Build the tensorflow from source(r1.13) .Conv2D segmentation fault fixed.
follow Build from Source
my GPU : RTX 2070 Ubuntu 16.04 Python 3.5.2 Nvidia Driver 410.78 CUDA - 10.0.130 cuDNN-10.0 - 7.4.2.24 TensorRT-5.0.0 Compute Capability: 7.5
Build : tensorflow-1.13.0rc0-cp35-cp35m-linux_x86_64
Download prebuilt from https://github.com/tensorflow/tensorflow/issues/22706
I had the exact same problem on a very similar system as Francois but using a RTX2070 on which I could reliably reproduce the segmentation fault error when using the conv2d function executed on the GPU. My setting:
- Ubuntu: 18.04
- GPU: RTX 2070
- CUDA: 10
- cudnn: 7
- conda with python 3.6
I finally solved it by building tensorflow from source into a new conda environment. For a fantastic guide see e.g. the following link: https://gist.github.com/Brainiarc7/6d6c3f23ea057775b72c52817759b25c
This is basically like any other build-tensorflow-from-source guide and consisted in my case of the following steps:
- insalling bazel
- cloning tensorflow from git and running
./configure
- running the appropriate
bazel build
command (see link for details)
Some minor issues came up during the build, one of which was solved by installing 3 packages manually, using:
pip install keras_applications==1.0.4 --no-deps
pip install keras_preprocessing==1.0.2 --no-deps
pip install h5py==2.8.0
which I found out using this answer here: Error Compiling Tensorflow From Source - No module named 'keras_applications'
conv2d now works like a charm when using the gpu!

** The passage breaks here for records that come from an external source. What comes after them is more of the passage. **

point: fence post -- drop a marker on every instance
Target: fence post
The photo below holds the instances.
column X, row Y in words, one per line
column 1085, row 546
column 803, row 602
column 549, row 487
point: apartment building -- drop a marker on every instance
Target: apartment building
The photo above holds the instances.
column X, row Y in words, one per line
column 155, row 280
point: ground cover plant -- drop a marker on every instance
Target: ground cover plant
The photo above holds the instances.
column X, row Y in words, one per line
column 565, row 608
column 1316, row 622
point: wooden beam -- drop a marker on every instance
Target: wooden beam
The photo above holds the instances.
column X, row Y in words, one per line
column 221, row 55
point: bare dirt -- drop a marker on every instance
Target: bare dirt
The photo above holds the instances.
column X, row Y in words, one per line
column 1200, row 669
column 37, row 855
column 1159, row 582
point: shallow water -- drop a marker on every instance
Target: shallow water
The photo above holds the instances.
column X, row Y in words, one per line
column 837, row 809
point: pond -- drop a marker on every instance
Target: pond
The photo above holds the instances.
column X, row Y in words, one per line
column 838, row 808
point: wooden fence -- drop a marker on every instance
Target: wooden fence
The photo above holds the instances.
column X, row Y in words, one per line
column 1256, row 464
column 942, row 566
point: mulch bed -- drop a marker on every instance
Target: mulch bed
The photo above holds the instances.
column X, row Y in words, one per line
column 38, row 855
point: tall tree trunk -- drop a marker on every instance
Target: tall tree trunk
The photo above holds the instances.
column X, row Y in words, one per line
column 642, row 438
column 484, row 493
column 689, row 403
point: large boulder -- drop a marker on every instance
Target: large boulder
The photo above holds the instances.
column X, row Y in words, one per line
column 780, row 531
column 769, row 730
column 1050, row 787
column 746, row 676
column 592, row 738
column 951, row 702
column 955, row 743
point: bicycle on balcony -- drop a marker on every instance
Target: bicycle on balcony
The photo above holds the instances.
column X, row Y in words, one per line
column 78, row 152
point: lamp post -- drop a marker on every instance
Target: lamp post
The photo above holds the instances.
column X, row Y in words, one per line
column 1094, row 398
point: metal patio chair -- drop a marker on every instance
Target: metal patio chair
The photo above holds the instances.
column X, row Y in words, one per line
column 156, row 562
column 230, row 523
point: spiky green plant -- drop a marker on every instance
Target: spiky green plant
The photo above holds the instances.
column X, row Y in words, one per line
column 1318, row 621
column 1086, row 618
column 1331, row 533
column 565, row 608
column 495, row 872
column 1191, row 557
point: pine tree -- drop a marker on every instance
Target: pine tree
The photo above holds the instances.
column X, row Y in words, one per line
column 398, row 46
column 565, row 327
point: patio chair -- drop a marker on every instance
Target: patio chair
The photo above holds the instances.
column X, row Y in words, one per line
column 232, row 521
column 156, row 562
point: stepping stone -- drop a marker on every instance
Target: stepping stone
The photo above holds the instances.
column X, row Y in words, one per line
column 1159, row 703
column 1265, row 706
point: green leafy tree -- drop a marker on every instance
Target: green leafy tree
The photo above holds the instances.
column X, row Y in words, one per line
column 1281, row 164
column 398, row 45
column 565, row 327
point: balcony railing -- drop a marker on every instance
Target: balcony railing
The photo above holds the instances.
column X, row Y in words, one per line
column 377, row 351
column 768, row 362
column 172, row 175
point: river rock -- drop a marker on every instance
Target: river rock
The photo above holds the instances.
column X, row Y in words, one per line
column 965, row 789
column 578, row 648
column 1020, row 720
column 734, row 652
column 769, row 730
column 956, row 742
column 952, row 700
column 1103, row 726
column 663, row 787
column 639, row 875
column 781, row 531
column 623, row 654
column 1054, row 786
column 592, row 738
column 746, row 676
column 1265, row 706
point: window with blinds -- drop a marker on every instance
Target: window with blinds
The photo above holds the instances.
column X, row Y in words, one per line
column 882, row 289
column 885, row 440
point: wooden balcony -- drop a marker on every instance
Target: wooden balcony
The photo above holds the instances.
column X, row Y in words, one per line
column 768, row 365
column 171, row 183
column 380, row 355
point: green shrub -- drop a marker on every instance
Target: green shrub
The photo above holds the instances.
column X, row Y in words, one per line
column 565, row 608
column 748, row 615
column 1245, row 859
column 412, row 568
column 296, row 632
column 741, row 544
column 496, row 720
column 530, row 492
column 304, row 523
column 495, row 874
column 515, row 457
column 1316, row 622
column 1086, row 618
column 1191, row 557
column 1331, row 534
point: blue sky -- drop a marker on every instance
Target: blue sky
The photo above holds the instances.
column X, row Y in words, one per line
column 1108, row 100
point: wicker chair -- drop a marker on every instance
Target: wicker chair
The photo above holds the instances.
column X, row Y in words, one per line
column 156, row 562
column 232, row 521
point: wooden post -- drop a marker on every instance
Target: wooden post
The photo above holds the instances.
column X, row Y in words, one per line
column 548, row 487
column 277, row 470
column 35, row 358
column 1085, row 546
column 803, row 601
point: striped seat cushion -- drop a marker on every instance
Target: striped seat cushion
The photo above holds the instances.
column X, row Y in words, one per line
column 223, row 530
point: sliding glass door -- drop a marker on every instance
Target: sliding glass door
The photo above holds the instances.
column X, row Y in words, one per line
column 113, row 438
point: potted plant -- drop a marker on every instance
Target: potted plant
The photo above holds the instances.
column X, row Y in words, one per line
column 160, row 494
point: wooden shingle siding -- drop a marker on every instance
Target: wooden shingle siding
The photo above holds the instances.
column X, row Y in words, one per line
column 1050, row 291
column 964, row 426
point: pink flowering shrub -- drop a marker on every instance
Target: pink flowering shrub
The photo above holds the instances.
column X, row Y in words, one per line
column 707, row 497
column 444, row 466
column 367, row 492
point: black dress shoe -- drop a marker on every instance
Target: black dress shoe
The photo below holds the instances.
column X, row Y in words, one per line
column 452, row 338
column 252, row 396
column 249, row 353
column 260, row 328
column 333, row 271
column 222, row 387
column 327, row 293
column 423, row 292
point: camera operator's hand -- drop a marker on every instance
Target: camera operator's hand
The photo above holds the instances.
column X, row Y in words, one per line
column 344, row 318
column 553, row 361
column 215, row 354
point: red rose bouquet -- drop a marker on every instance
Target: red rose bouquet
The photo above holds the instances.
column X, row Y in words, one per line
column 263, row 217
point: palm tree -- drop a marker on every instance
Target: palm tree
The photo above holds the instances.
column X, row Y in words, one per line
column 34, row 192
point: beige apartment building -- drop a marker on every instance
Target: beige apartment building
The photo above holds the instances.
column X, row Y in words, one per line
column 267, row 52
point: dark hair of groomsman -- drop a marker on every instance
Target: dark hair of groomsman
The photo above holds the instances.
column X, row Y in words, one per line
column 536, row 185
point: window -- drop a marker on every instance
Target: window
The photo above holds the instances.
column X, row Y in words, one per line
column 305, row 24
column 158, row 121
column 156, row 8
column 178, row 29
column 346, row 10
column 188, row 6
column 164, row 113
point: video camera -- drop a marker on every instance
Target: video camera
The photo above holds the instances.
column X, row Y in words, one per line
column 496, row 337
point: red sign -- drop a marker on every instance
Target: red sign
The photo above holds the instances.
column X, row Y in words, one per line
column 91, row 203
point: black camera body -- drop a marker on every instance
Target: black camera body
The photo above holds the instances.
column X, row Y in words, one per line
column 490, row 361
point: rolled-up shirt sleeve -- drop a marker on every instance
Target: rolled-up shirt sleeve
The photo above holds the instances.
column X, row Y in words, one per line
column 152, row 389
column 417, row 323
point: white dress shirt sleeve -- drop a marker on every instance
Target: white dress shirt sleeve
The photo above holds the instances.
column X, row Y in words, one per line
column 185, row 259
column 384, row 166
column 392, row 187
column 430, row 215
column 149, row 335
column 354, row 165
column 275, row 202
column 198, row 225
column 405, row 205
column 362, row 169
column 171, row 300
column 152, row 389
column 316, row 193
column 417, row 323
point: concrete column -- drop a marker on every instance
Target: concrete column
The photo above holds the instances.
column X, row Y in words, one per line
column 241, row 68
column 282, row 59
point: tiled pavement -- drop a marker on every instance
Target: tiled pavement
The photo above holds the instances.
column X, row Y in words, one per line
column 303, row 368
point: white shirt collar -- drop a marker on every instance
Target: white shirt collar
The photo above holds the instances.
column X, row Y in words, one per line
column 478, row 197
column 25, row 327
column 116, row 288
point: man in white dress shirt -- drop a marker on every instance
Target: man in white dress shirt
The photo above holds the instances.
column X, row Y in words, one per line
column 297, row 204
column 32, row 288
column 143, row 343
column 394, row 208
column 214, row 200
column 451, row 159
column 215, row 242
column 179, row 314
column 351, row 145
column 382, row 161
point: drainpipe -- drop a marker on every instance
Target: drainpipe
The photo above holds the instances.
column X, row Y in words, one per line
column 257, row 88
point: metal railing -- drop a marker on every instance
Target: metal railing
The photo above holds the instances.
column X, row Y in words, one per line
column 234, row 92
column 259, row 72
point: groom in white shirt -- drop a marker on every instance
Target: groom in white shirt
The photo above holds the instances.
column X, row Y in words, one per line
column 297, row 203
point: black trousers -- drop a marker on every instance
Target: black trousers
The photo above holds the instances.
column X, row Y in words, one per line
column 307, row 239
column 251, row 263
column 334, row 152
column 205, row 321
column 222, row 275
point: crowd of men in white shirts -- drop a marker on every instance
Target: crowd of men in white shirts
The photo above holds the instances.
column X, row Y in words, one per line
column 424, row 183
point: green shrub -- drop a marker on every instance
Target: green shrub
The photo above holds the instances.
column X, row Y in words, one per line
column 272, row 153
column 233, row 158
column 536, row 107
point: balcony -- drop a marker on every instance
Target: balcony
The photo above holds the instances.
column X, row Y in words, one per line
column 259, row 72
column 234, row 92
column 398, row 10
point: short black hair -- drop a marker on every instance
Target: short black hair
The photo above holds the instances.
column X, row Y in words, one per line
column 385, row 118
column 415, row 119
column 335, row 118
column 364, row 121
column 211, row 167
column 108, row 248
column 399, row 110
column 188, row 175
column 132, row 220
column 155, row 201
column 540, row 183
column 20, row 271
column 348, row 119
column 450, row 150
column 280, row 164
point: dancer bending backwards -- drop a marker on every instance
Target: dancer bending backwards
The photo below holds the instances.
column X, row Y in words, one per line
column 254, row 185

However, since all this took a fairly long time (building from source takes over an hour, not counting the search for the solution on the internet) I recommend to make a backup of the system after you get it working, e.g. using timeshift or any other program that you like.
I had the same Conv2D problem with:
- Ubuntu 18.04
- Graphic card: GeForce RTX 2080
- CUDA: cuda_10.0.130_410
- CUDNN: cudnn-10.0-linux-x64-v7.4.2
- conda with Python 3.6
Best advice was from this link: https://github.com/tensorflow/tensorflow/issues/24383
So a fix should come with Tensorflow 1.13. In the meantime, using Tensorflow 1.13 nightly build (Dec 26, 2018) + using tensorflow.keras instead of keras solved the issue.